On the day everything unfolded I had a had what’s called in old terms, a nervous breakdown. It had been a long time coming and it all really was the straw that broke this camels back. People ask how it could have happened so suddenly, within hours, but all I can say is that it did. If the circumstances are correct it can happen at anytime, to anyone.
Fortunately, I didn’t need chemotherapy. My debulking surgery was enough to take care of things for now. And that’s the way I hope it stays.

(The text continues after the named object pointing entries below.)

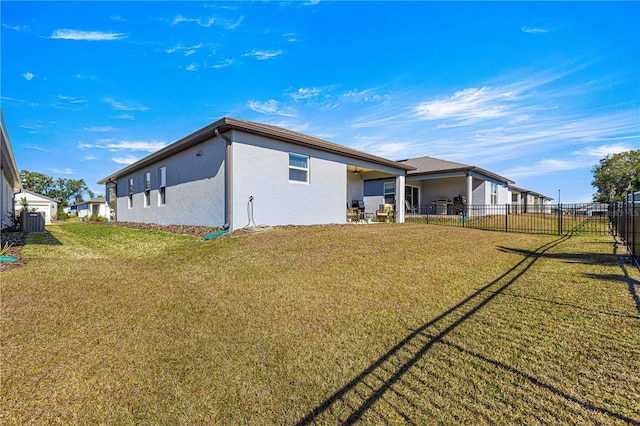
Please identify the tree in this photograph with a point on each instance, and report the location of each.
(71, 190)
(63, 190)
(616, 174)
(36, 182)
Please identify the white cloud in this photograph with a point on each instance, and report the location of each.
(125, 106)
(207, 22)
(36, 148)
(305, 93)
(101, 129)
(545, 167)
(604, 150)
(270, 107)
(70, 103)
(66, 171)
(468, 105)
(263, 55)
(367, 95)
(23, 28)
(125, 117)
(149, 146)
(129, 159)
(534, 30)
(188, 50)
(223, 64)
(68, 34)
(389, 149)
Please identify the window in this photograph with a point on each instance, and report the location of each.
(130, 193)
(162, 184)
(412, 194)
(147, 189)
(494, 193)
(389, 192)
(298, 168)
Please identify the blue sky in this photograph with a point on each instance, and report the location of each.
(537, 92)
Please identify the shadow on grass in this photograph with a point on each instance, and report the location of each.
(584, 258)
(349, 404)
(572, 306)
(42, 238)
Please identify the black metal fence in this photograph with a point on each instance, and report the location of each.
(592, 218)
(625, 220)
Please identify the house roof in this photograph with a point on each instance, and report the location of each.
(98, 200)
(226, 124)
(432, 166)
(528, 191)
(7, 160)
(44, 197)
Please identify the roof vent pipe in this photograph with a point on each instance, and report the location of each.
(227, 180)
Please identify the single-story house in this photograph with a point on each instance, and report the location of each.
(95, 207)
(233, 172)
(9, 177)
(527, 201)
(434, 186)
(37, 202)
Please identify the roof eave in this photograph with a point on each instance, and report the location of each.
(226, 124)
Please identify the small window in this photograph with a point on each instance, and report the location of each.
(389, 192)
(147, 189)
(130, 193)
(494, 194)
(298, 168)
(162, 184)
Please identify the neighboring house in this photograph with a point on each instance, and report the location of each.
(95, 207)
(527, 201)
(37, 202)
(233, 172)
(434, 184)
(9, 177)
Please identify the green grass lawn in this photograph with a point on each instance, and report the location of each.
(381, 323)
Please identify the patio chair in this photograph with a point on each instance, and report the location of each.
(385, 212)
(353, 214)
(409, 208)
(458, 204)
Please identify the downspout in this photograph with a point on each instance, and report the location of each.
(227, 181)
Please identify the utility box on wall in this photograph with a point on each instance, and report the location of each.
(32, 221)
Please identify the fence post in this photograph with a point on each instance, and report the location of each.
(559, 219)
(634, 248)
(506, 218)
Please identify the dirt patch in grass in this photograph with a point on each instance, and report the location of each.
(382, 324)
(16, 241)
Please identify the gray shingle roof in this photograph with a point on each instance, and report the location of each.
(430, 166)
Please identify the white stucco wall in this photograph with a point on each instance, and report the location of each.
(261, 169)
(194, 189)
(38, 204)
(87, 209)
(6, 202)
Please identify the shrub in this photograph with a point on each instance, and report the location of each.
(96, 218)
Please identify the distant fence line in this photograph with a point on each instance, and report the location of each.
(625, 221)
(591, 218)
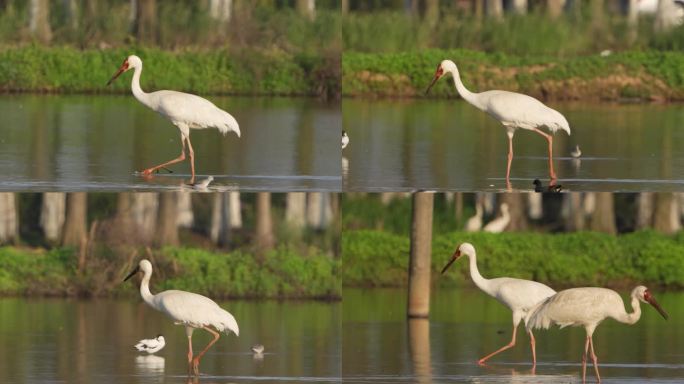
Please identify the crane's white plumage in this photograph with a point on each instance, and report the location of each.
(186, 111)
(513, 110)
(500, 223)
(519, 295)
(588, 307)
(151, 345)
(189, 309)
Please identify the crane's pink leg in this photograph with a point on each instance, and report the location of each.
(594, 359)
(584, 360)
(510, 158)
(505, 347)
(149, 171)
(192, 161)
(195, 361)
(549, 138)
(190, 353)
(533, 344)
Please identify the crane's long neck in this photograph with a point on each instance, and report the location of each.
(480, 281)
(135, 87)
(145, 290)
(631, 318)
(468, 96)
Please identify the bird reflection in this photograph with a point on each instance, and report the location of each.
(150, 364)
(419, 346)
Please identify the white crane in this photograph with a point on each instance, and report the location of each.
(588, 307)
(500, 223)
(513, 110)
(151, 345)
(188, 309)
(185, 111)
(474, 223)
(345, 139)
(517, 294)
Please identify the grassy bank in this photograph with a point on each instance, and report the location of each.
(35, 68)
(643, 75)
(281, 273)
(376, 258)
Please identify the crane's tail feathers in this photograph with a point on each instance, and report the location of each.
(227, 322)
(228, 123)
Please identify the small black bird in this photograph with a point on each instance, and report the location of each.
(538, 187)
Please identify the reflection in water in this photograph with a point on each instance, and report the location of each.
(419, 346)
(149, 364)
(447, 144)
(85, 142)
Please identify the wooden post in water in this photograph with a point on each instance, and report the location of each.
(421, 249)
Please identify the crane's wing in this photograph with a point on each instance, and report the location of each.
(195, 310)
(194, 111)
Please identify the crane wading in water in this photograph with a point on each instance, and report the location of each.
(517, 294)
(588, 307)
(185, 111)
(513, 110)
(189, 309)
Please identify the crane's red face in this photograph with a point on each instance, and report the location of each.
(454, 257)
(438, 74)
(651, 300)
(123, 68)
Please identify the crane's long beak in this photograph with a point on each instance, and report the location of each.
(651, 300)
(434, 80)
(455, 256)
(117, 74)
(133, 272)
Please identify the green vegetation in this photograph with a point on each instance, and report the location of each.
(374, 258)
(647, 75)
(36, 68)
(282, 273)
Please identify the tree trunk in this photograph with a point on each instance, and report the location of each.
(666, 16)
(603, 218)
(52, 214)
(220, 219)
(307, 8)
(666, 213)
(39, 20)
(421, 255)
(494, 8)
(235, 210)
(519, 6)
(295, 209)
(554, 8)
(575, 212)
(318, 209)
(644, 217)
(145, 24)
(144, 212)
(185, 215)
(264, 223)
(9, 218)
(167, 219)
(419, 347)
(516, 205)
(220, 10)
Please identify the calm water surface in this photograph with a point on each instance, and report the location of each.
(380, 345)
(450, 145)
(97, 142)
(70, 341)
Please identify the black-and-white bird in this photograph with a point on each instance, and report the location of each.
(151, 345)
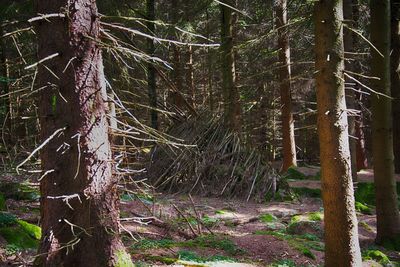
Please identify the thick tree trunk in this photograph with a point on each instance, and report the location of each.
(79, 193)
(151, 72)
(387, 211)
(395, 78)
(288, 139)
(232, 109)
(350, 95)
(341, 231)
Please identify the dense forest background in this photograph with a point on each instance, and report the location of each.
(203, 127)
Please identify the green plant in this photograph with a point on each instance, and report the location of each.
(315, 216)
(284, 263)
(209, 221)
(376, 255)
(193, 257)
(146, 244)
(268, 218)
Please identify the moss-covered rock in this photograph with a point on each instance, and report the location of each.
(19, 233)
(19, 191)
(123, 259)
(376, 255)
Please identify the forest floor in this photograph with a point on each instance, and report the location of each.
(178, 230)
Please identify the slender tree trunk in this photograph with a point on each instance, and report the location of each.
(190, 77)
(288, 139)
(79, 193)
(176, 51)
(341, 231)
(395, 79)
(210, 70)
(361, 151)
(350, 95)
(5, 89)
(232, 109)
(151, 72)
(362, 162)
(387, 211)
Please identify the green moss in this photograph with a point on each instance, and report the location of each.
(303, 243)
(7, 219)
(315, 216)
(18, 237)
(193, 257)
(123, 259)
(209, 221)
(213, 241)
(32, 230)
(221, 212)
(162, 259)
(296, 218)
(293, 174)
(229, 223)
(19, 191)
(268, 218)
(392, 243)
(284, 263)
(146, 244)
(376, 255)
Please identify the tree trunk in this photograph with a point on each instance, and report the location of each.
(232, 109)
(341, 231)
(288, 140)
(395, 79)
(210, 70)
(176, 51)
(361, 151)
(5, 89)
(79, 193)
(350, 95)
(190, 77)
(387, 211)
(151, 72)
(362, 162)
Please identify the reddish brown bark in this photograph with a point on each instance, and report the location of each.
(288, 140)
(341, 229)
(395, 78)
(79, 197)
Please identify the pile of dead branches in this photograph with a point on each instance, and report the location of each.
(213, 162)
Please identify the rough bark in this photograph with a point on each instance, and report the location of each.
(348, 40)
(232, 109)
(177, 74)
(79, 193)
(341, 231)
(5, 89)
(190, 77)
(387, 211)
(395, 78)
(151, 72)
(288, 139)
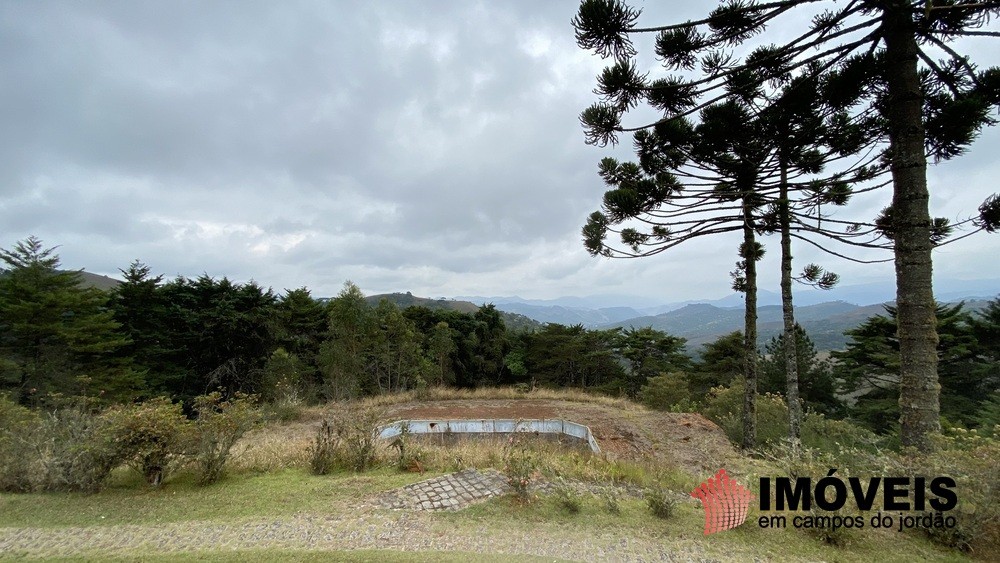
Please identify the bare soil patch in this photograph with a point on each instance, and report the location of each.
(686, 440)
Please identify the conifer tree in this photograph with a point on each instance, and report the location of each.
(56, 336)
(880, 60)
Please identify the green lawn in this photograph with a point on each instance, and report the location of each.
(267, 496)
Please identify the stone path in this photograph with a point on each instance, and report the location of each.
(448, 492)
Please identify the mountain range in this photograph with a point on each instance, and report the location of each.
(825, 315)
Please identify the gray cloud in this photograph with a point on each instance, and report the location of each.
(406, 146)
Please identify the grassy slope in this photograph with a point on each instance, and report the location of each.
(251, 495)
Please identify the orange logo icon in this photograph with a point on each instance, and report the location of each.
(725, 501)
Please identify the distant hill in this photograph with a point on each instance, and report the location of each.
(571, 315)
(825, 323)
(404, 300)
(98, 281)
(93, 280)
(513, 321)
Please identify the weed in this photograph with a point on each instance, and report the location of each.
(567, 498)
(660, 502)
(219, 425)
(519, 466)
(612, 502)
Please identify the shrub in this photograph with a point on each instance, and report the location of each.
(519, 466)
(219, 424)
(612, 503)
(660, 502)
(149, 436)
(348, 440)
(75, 450)
(322, 455)
(567, 498)
(410, 458)
(724, 406)
(17, 457)
(665, 391)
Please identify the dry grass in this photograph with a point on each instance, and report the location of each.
(274, 447)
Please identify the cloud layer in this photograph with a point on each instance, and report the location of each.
(432, 148)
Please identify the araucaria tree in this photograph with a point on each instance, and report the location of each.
(882, 55)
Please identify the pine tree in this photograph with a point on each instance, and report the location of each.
(56, 336)
(880, 58)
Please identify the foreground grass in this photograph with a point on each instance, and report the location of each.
(354, 556)
(512, 523)
(128, 501)
(683, 534)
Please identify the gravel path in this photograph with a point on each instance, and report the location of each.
(367, 526)
(408, 531)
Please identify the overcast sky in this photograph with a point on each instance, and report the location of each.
(431, 147)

Suffice to say my journey has been in my head and it’s been a long road back to recovery. Initially I was on anti-psychotic medication, not that I was psychotic, you can be given the medication for other reasons to do with mental health and after a few months that was changed to a high dose of anti anxiety medication. Nowadays though that dose has been reduced to a 10mg daily does and I know I will be on it forever. Through choice.
Like almost everyone else here I don’t really cope well with 6 monthly check ups/tests. In fact when I had a heart echo a few days ago I had to ask them to stop but thankfully I was 30seconds away from the end of it and did actually manage it.
Im having a knee replaced in two weeks. Very unexpectedly. A routine treatment I have every 6 months to lubricate my arthritic knees went wrong, though no one’s seems to know why, and the result is that I’m now on crutches and my left knee is the size of a clootie dumpling. I’m in agony. I know I could have probably tried steroid injections to sort it out but I’m going straight for the new knee as I’d have needed one further down the road anyway. Along the way there’s been an MRI and Ex-rays and of course I was imaging I had knee cancer. Is there such a thing?🙈.
I’m very much a hands on grandma and I’m with some my grandchildren every day either looking after the wee ones or taking the others to school and hobbies. One of my sons is on his own with his children and when he’s flying the children are with me at my house, or if my son who’s severely disabled is needing very careful handling then I go and stay at my sons house with the children. My son stays at home with his live in carers whilst I’m away or just at the shops.